Meath and Sanborn’s experimental and community spirit also spawned a record label: Psychic Hotline, a partnership with the couple’s longtime friend and manager, Martin Anderson, which launched in 2021.

“We strive to always expand our musical community, to welcome more voices and more perspectives,” Meath wrote in the label’s first press release, which announced a slate of upcoming collaborative singles.

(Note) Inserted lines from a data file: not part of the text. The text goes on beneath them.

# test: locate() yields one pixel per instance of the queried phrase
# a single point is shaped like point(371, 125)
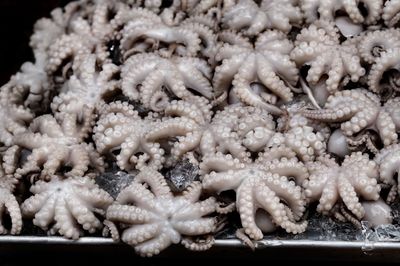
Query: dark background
point(17, 18)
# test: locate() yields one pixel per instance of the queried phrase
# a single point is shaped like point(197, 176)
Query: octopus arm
point(391, 12)
point(224, 74)
point(197, 226)
point(247, 209)
point(366, 187)
point(349, 197)
point(136, 194)
point(386, 128)
point(197, 210)
point(140, 233)
point(273, 79)
point(223, 181)
point(289, 192)
point(328, 195)
point(83, 214)
point(65, 223)
point(134, 72)
point(117, 213)
point(154, 246)
point(387, 61)
point(155, 181)
point(271, 203)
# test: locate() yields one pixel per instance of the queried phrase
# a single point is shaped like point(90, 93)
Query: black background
point(17, 18)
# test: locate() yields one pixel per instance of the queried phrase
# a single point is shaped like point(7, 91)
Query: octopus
point(181, 129)
point(148, 34)
point(150, 79)
point(85, 91)
point(358, 11)
point(153, 218)
point(374, 44)
point(120, 131)
point(289, 104)
point(30, 87)
point(56, 148)
point(331, 64)
point(237, 130)
point(359, 111)
point(8, 202)
point(390, 13)
point(84, 37)
point(387, 160)
point(257, 189)
point(259, 75)
point(67, 206)
point(330, 183)
point(251, 18)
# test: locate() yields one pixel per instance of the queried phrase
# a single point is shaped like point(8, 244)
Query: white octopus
point(8, 202)
point(259, 76)
point(54, 146)
point(330, 183)
point(67, 206)
point(258, 187)
point(121, 128)
point(332, 64)
point(358, 111)
point(252, 18)
point(388, 161)
point(85, 91)
point(359, 11)
point(150, 78)
point(152, 218)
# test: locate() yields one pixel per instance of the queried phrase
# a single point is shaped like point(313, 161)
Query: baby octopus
point(14, 118)
point(252, 18)
point(358, 11)
point(329, 183)
point(121, 128)
point(152, 218)
point(259, 76)
point(67, 205)
point(84, 92)
point(180, 130)
point(388, 161)
point(358, 111)
point(332, 64)
point(54, 147)
point(8, 202)
point(150, 78)
point(258, 187)
point(237, 130)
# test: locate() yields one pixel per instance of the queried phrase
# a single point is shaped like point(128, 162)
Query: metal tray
point(227, 248)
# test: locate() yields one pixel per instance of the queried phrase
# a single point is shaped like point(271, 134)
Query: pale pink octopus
point(330, 183)
point(259, 188)
point(331, 64)
point(54, 147)
point(85, 91)
point(150, 78)
point(252, 18)
point(120, 129)
point(66, 206)
point(259, 75)
point(358, 111)
point(388, 161)
point(152, 218)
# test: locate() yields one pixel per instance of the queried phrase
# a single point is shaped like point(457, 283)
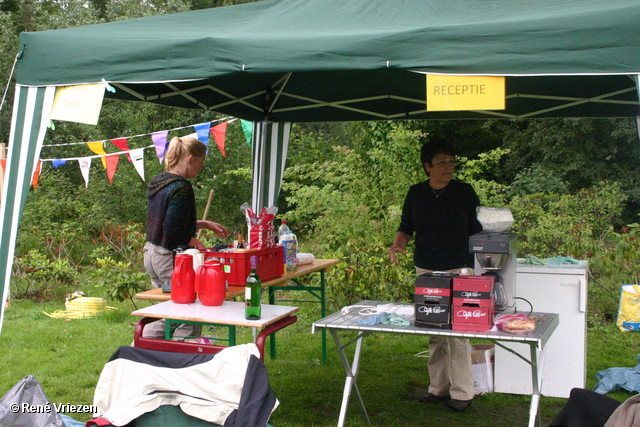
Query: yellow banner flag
point(80, 104)
point(98, 148)
point(456, 93)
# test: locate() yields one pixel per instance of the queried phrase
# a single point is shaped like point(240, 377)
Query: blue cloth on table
point(373, 320)
point(394, 319)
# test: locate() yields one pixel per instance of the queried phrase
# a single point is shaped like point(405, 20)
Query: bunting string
point(136, 156)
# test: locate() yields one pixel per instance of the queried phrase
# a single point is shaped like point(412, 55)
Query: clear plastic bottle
point(290, 244)
point(284, 229)
point(253, 292)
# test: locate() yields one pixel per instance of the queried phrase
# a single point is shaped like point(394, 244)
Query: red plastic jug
point(183, 280)
point(210, 284)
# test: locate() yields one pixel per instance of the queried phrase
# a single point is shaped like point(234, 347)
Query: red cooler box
point(237, 265)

The first single, “Neon Blue”, was by Meath and Blake Mills, and since then Flock of Dimes have released two prismatic pop songs. Also in a few months, Sylvan Esso will be bringing music to downtown Durham, NC with a three-night performance at Historic Durham Athletic Park on the grounds where his hometown baseball team played, the Durham Bulls. They will share the poster with Moses Sumney, Little Brother, Yo La Tengo, Indigo De Souza and Mr Twin Sister. Two of the evenings are already sold out.

“[Betty’s] takes something that existed in the mind and gives it a physical place, which is really transformative,” Wasner says. “I think a lot of people can design a community, but Amelia and Nick are blessed to have the resources to really create the space and provide a hub for all of those forces to come together.”

Also the week after our conversation, another great band is about to start recording a new album in the studio: Sylvan Esso. That’s all they’ll say about their own new music, for now, but it’s clear they’re excited about the future.

“I thought we were going to have to really work to break it in, to [make it] feel authentic and real,” says Meath. “It immediately felt that way. As soon as rehearsals for WITH started, I was like “oh my God”. We fill this place with amazing people who go beyond themselves and creativity all the time, and the place will continually renew itself.”